Insights - The Future of Gaming Machines in the UK

20 February 2003

The British Gaming Board is taking Britain's bookmakers to court to challenge their right to offer customers access to lucrative electronic betting machines.

The board believes that the fixed-odds betting terminals, which offer a number of games, including roulette and bingo, should be reclassified as gaming machines and therefore subject to significant restrictions.

It launched a test case to challenge the legality of the machines last month. If the board is successful and the devices are reclassified as gaming machines, it will severely slow one of the High Street bookmakers' fastest growing revenue streams.

The machines have proved to be a highly popular and profitable innovation for High Street bookies. Hilton, the owner of Ladbrokes, said last month that more than 1,000 machines have been installed in Ladbrokes' shops with a further 1,000 planned by the first quarter of 2003.

Weekly turnover from them at Ladbrokes is in excess of £11 million, which equates to annual profits of around £14 million. So far, only 20 percent of Ladrokes shops have them installed.

IGN turned to prominent U.K.-based betting and gaming lawyer Hilary Stewart-Jones to get her insight and opinion on whether or not the gaming machine struggle with bookmakers could cross-over to Internet gaming.

We asked Stewart-Jones:

Do you feel that recent concerns over gaming machines in the U.K. could point to similar concerns over Internet gambling?

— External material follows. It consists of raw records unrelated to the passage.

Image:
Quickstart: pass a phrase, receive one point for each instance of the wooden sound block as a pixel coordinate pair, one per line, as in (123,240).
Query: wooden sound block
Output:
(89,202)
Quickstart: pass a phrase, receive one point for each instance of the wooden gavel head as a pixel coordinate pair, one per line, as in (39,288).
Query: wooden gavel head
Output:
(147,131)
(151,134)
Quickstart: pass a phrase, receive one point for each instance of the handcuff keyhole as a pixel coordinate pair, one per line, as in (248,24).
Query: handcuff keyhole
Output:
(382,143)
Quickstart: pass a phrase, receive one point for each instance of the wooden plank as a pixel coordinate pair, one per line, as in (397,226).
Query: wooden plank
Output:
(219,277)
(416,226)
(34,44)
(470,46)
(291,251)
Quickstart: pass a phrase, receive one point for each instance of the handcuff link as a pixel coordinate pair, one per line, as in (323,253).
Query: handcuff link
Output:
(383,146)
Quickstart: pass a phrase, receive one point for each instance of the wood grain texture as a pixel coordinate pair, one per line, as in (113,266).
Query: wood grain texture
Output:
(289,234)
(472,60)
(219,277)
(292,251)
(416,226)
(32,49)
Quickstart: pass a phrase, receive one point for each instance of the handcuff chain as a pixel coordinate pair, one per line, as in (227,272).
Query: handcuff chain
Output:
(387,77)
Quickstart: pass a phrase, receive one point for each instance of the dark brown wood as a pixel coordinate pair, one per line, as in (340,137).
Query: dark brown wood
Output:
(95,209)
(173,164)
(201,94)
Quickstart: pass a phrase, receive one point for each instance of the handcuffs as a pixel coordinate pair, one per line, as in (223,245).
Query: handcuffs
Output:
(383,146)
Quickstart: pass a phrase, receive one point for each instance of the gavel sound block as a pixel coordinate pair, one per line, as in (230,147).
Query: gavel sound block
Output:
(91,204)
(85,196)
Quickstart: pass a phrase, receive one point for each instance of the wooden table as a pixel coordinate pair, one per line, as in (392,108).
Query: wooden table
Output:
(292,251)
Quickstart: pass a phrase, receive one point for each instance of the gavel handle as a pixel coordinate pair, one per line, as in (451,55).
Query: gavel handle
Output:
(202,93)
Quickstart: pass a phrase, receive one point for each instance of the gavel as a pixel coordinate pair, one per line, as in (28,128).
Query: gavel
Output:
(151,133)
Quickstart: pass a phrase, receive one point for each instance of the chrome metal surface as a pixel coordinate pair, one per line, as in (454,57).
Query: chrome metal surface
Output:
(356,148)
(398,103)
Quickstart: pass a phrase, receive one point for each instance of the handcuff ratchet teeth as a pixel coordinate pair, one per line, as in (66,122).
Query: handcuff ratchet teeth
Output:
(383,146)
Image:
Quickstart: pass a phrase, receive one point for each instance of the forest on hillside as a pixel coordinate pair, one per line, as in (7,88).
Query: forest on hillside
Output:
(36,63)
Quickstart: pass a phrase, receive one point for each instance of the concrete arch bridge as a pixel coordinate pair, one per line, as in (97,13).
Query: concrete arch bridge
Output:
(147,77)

Hilary Stewart-Jones: My view is that it may have an impact on online betting as opposed to gaming.

The concern must be put in context and has only arisen because of a loophole in the Gaming Act of 1968, which allowed bookmakers to put an unlimited number of terminals offering fixed odds betting into licensed betting offices.

The fixed odds terminals initially only offered products such as virtual racing, but this quickly changed into typical casino offerings such as poker, which proved to be more popular. Although originally relaxed in their view, the Gaming Board and other gaming operators became concerned particularly when some of the bookmakers announced plans to roll out thousands more and turn each High Street bookie into a mini casino but without the same controls and restrictions.

Therefore, the test case and any Tessa Jowell-backed legislation which follows is much more likely to address the terminals on physical premises and limit these in terms of numbers and payout. Four (machines) per shop and a jackpot of £500 might be deemed appropriate following the Budd recommendations for machines in betting shops.

To go further would open up a minefield of definitional problems since bookmakers in the U.K. have historically always been permitted to bet on chance events. Online gaming is not specifically permitted in the U.K., so offshore operators offering games would not be affected.

Stewart-Jones has extensive experience in betting and gaming law, including international gaming compliance as well as new betting and gaming products, particularly online. Her experience in this sector also extends to mergers and acquisitions, intellectual property, software licensing, joint venture and broadcast activity. She is a partner with Berwin Leighton Paisner based in London.